More Chinese want to start and own a business
IRVINE, Calif. -- The decade from 1994 to 2004 was one in which the Chinese appeared to be abandoning their traditional emphasis on "working hard" to "get rich." The 2004 Gallup Poll of China showed a decline from 1994 in Chinese respondents' emphasis on "working hard" and a sharp increase in their desire to express their own individuality by living a life that suits their own tastes. It seemed the Chinese were becoming less focused on the path (working hard) and much more focused on the ultimate destination (personal fulfillment). However, the more recent 2006 Gallup Poll of China indicates that this trend might be tempering, and even reversing somewhat, with a seeming resurgence of the determination and commitment to "work hard."
Working Hard … But With New Goals?
This renascent interest in working hard doesn't necessarily imply a desire to put the proverbial shoulder to the collective wheel. What has edged upward over the past two years isn't a desire to work for a large company, whether domestic or foreign-owned, but rather the fascination with individual entrepreneurial activity. More than one in four Chinese (27%), including almost 3 in 10 (29%) urban dwellers, now express an interest in starting and owning a business.
The surveys thus reveal an intriguing combination of China's traditional diligent work ethic with the increasing desire for self-expression that was noted in the last decade. Starting (and owning) a business may represent the chance to better reap the direct, personal rewards that can result from hard work. The Chinese may be attracted to the prospect of better controlling their own destinies, with business ownership perceived as an appealing route to increase income as well as a means for self-expression and the chance to make an indelible personal mark on the world.

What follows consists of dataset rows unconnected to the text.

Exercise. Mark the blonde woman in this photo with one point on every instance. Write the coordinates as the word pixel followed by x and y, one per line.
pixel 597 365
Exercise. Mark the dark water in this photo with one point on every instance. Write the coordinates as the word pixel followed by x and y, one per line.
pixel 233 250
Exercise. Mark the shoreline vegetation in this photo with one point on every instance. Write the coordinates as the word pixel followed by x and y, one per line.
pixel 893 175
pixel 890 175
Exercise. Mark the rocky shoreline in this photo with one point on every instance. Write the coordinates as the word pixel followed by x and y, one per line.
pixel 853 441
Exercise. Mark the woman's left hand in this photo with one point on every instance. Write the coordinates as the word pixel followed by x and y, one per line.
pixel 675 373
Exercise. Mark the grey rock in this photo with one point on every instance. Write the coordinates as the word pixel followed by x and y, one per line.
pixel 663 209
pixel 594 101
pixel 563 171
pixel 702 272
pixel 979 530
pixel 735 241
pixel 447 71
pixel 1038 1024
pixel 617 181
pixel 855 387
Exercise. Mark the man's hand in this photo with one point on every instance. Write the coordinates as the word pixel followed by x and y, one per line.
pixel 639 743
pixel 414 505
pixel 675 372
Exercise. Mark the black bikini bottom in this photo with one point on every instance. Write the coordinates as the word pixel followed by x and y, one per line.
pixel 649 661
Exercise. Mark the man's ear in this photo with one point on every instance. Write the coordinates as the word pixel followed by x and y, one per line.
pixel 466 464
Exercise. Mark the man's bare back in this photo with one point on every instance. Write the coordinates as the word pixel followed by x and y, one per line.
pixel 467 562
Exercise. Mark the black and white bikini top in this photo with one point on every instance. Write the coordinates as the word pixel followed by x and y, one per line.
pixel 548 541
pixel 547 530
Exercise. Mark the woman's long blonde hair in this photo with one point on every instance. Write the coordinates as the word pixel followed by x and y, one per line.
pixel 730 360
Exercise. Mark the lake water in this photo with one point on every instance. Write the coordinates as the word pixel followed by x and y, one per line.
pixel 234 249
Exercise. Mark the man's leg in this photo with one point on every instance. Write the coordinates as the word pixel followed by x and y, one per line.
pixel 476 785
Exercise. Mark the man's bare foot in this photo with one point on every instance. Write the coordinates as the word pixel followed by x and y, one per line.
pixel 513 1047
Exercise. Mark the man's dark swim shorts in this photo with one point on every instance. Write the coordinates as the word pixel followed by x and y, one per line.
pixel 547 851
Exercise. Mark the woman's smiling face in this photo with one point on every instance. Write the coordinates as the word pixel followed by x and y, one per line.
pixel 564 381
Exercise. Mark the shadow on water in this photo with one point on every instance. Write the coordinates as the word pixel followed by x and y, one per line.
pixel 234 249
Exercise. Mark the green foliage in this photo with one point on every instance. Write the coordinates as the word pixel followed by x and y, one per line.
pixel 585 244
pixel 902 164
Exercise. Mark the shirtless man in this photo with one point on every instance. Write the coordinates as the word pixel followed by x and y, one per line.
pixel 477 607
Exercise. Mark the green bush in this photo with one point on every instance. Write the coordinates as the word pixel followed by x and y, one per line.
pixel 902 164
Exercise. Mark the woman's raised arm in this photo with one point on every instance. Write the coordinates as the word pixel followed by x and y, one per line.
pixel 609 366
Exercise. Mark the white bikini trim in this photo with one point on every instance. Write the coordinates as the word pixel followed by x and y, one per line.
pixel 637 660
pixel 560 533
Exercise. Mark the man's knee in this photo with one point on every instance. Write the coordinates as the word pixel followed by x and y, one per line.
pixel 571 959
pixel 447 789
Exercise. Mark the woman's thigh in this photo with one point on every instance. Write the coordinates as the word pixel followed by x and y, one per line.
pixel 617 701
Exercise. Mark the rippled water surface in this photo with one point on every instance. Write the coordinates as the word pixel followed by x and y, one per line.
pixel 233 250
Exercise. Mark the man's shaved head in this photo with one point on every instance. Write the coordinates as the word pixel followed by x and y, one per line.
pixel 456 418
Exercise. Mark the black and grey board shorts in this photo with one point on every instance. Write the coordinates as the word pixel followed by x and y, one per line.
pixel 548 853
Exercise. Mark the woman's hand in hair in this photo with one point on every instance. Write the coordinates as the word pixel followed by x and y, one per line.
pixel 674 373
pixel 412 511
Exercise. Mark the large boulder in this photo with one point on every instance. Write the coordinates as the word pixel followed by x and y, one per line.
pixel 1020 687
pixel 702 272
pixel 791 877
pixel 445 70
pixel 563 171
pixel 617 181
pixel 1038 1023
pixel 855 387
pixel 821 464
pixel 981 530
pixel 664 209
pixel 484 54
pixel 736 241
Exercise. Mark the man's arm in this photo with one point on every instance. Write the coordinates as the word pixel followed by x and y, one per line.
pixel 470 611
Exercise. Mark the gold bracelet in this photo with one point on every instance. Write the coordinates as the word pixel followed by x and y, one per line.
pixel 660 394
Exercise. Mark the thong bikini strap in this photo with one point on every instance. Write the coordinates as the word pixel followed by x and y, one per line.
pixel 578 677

The slightly increased interest in starting and owning a business may also reflect a decline in the extent to which Chinese workers are satisfied with the jobs they currently have and the work they do. While dissatisfaction with jobs (and income) hasn't increased to any appreciable degree, there has been a notable decline in the percentage of Chinese respondents who indicate that they are "very satisfied" with their jobs. Only 4% of Chinese state that they are very satisfied with the work they do.
While it's unlikely that a quarter of the Chinese adult population will soon be starting their own businesses, this work-type preference trend, coupled with the job satisfaction data, may foretell a potential explosion of small-to-medium sized businesses. Regardless, this trend has ramifications for domestic and international companies seeking to attract and retain talented and motivated Chinese workers, and has implications for how companies in China will need to structure their organizations and manage their employees.
Results are based on face-to-face interviews with more than 3,500 adults per year in China, aged 18 and older, conducted in 2004 and 2006. For results based on the total sample of national adults, one can say with 95% confidence that the maximum margin of sampling error is ±2 percentage points. In addition to sampling error, question wording and practical difficulties in conducting surveys can introduce error or bias into the findings of public opinion polls.